Sera in Tibetan means Wild Rose Garden since opulent wild rose woods once grew around it. A legend said Tsong Khapa and his two disciples once proceeded religious cultivation around. One day, they heard horse whinnying underground when they were taking a walk in the rose woods. A statue of Hynagriva (a horse-headed demon-god) was dug out then. Tsong Khapa started to build the monastery to enshrine Hynagriva. However, the truth is that in 1414, Jamchen Chojey (or Sakya Yeshe), one of Tsong Khapa's disciples, on behalf of Tsong Khapa, went to Nanjing to pay homage to the Ming Dynasty Emperor Yongle, who granted him the honorific title “Western Paradise Buddha Grand State Tutor”, and a large number of sutras, Buddhist statues, monks robes, silks, gold and silver, which were used to build Sera Monastery. Then Sera monastery was set up in 1419.
Coqen Hall lies in the northeastern section of the monastery. It is four storeys high and is composed of a square, a Grand Sutra Hall and five Buddha Halls. The main statue at the monastery is that of the Qamba Buddha (Maitreya) which is six meters in height. In the western section is the Arhats Hall which holds 16 arhats each containing a carved wooden statue of arhat Sagya Yexei had taken to Tibet from China.
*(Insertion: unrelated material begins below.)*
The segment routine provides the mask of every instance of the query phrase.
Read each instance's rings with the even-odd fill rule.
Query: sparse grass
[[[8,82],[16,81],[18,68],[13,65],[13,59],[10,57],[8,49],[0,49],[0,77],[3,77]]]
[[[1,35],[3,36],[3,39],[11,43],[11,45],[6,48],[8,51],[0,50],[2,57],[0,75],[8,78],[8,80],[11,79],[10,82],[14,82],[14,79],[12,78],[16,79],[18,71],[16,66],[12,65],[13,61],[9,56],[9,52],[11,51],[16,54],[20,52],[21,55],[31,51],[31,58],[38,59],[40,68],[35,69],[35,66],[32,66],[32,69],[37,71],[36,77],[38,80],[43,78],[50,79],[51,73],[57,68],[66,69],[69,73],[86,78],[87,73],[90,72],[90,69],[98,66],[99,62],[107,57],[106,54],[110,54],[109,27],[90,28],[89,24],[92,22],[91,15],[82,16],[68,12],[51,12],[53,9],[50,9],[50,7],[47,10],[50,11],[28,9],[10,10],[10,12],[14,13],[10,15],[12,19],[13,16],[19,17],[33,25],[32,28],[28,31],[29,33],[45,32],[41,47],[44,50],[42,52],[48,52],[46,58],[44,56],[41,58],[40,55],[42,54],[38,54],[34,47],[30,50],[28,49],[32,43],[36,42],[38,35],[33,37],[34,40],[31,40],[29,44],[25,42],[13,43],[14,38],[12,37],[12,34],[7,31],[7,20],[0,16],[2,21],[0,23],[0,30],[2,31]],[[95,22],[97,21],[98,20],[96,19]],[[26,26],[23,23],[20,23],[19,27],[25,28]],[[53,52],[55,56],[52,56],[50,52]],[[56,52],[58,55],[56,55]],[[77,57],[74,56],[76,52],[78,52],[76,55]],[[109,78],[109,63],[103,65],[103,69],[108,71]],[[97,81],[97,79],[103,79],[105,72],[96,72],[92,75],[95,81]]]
In the east is the Hall of the Diamond Deity, and in the Yongle edition of the Tripitaka. This was the first woodblock printed sutra producted in China and it was presented to the monastery by Ming Dynasty Emperor Chengzu. The Gyi Zhacang rises four storeys in height. The Buddhist Guardian Hall holds the statue of the Horse-Headed Vajra (Dainzin), the most famous of its kind in Tibet. The Mei Zhacang is smaller than the Gyi Zhacang. The statue of Tuwo, a Buddhist guardian, is much revered because of its awesome appearance.
Sera is famous for its “Buddhism Scriptures Debating”. Monks can be seen preparing for monastic exam by staging mock debates in the ritual way. Some sit cross-legged under the trees, while others run from group to group giving vigorous hand-claps to end a statement or make a point. Master and dignitaries sit on the raised tiers when a real exam takes place.
On 27th of the 12th month of the Tibetan calendar, the monastery holds the grand Sera Bungchen Festival, which attracts flocks of Buddhists and others.